The world of healing often presents two compelling ideas:
- "Only when you are completely healed will you be able to help others."
- "Only when your cup is full and overflowing will you be able to give to others."
These statements suggest that personal restoration is a prerequisite for being compassionate.
But what exactly does it mean to be 'fully healed'?
Is healing achieving the "perfect" body? Unlimited, easy inflow of money? A mesmerizing relationship with a soulmate? While these outcomes are often sought after, I realize that healing is much more profound. A healthy body, peaceful relationships, and abundant finances are not the definition of healing. But these are side effects of a healed, whole, and complete person.
The True Measure of Healing
Does this mean a person who is healed is perfect? Absolutely not.
When you feel whole and complete, you are in complete peace with everything and everyone. This state is marked by non-discrimination. You embrace anger and fear in the same manner as love and joy. You acknowledge the discomfort in the body with the same neutrality as a moment of absolute comfort. This state is the essence of being healed: an unexplainable sense of neutrality and peace, where all emotions are accepted and understood.
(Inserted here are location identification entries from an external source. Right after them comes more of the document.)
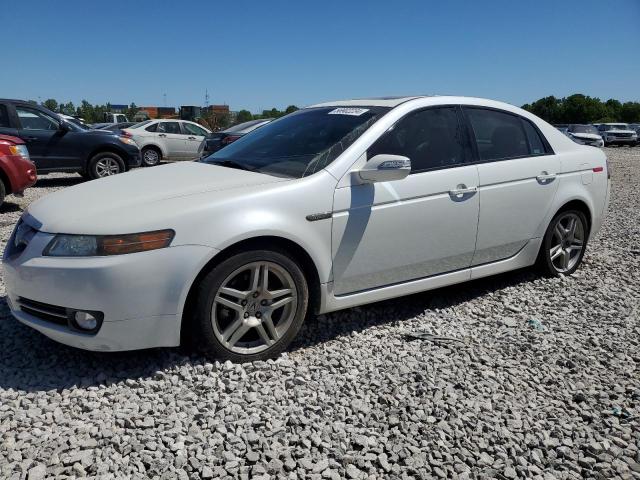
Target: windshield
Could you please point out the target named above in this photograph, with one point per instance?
(583, 129)
(141, 124)
(300, 143)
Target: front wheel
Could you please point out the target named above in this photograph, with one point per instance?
(150, 157)
(564, 243)
(104, 165)
(250, 307)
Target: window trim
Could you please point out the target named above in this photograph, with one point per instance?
(468, 145)
(474, 143)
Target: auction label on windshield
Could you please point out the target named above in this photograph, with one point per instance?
(356, 112)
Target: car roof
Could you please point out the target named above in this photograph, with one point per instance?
(434, 100)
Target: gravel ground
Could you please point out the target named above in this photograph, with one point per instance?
(542, 382)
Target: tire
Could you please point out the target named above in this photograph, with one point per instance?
(105, 164)
(564, 243)
(151, 157)
(233, 315)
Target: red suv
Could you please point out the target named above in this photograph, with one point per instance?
(17, 171)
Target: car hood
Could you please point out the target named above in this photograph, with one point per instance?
(616, 130)
(79, 209)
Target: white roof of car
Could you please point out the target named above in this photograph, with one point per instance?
(434, 99)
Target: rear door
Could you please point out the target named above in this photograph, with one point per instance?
(194, 137)
(517, 172)
(171, 136)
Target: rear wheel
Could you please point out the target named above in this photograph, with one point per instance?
(564, 243)
(150, 157)
(105, 164)
(250, 307)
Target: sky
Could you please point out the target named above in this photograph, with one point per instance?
(257, 55)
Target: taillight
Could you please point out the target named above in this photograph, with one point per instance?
(230, 139)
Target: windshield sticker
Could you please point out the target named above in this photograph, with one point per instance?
(356, 112)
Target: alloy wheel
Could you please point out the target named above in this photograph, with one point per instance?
(567, 242)
(254, 307)
(107, 166)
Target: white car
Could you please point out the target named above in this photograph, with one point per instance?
(585, 135)
(617, 134)
(336, 205)
(167, 140)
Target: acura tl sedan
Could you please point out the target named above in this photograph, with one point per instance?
(336, 205)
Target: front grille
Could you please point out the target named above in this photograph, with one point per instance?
(44, 311)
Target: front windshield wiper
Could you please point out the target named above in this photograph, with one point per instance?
(232, 164)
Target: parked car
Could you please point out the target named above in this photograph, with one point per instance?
(585, 135)
(332, 206)
(17, 171)
(167, 140)
(617, 134)
(56, 145)
(116, 127)
(215, 141)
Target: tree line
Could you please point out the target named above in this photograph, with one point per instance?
(95, 113)
(580, 108)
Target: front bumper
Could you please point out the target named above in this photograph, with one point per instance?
(141, 295)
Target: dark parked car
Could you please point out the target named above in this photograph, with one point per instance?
(17, 171)
(56, 145)
(215, 141)
(116, 127)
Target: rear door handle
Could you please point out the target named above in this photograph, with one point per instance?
(546, 177)
(462, 189)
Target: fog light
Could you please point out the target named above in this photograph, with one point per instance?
(85, 321)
Neutrality is Not Indifference
It is essential to understand that this neutrality does not imply indifference. You are not emotionless or completely unaffected by your external environment. Instead, this state means you are aware of everything. With that awareness, you consciously choose your responses to what is happening.
Neutrality is not about being indifferent, but about being aware and choosing yourresponses wisely.
When you are healed, you operate with a heightened sense of compassion for all things and everyone. You engage fully with the world, yet nothing feels personal. You are at peace, and that inner fullness naturally spills over to help others.
When you reach this space within, your presence itself becomes healing. You no longer help others to fix them, but you hold them in the remembrance of their own wholeness. Service then flows not from a place of depletion or duty, but from abundance. Your overflowing cup is not a sign of perfection, but of presence. This inner fullness needs nothing, yet naturally gives everything.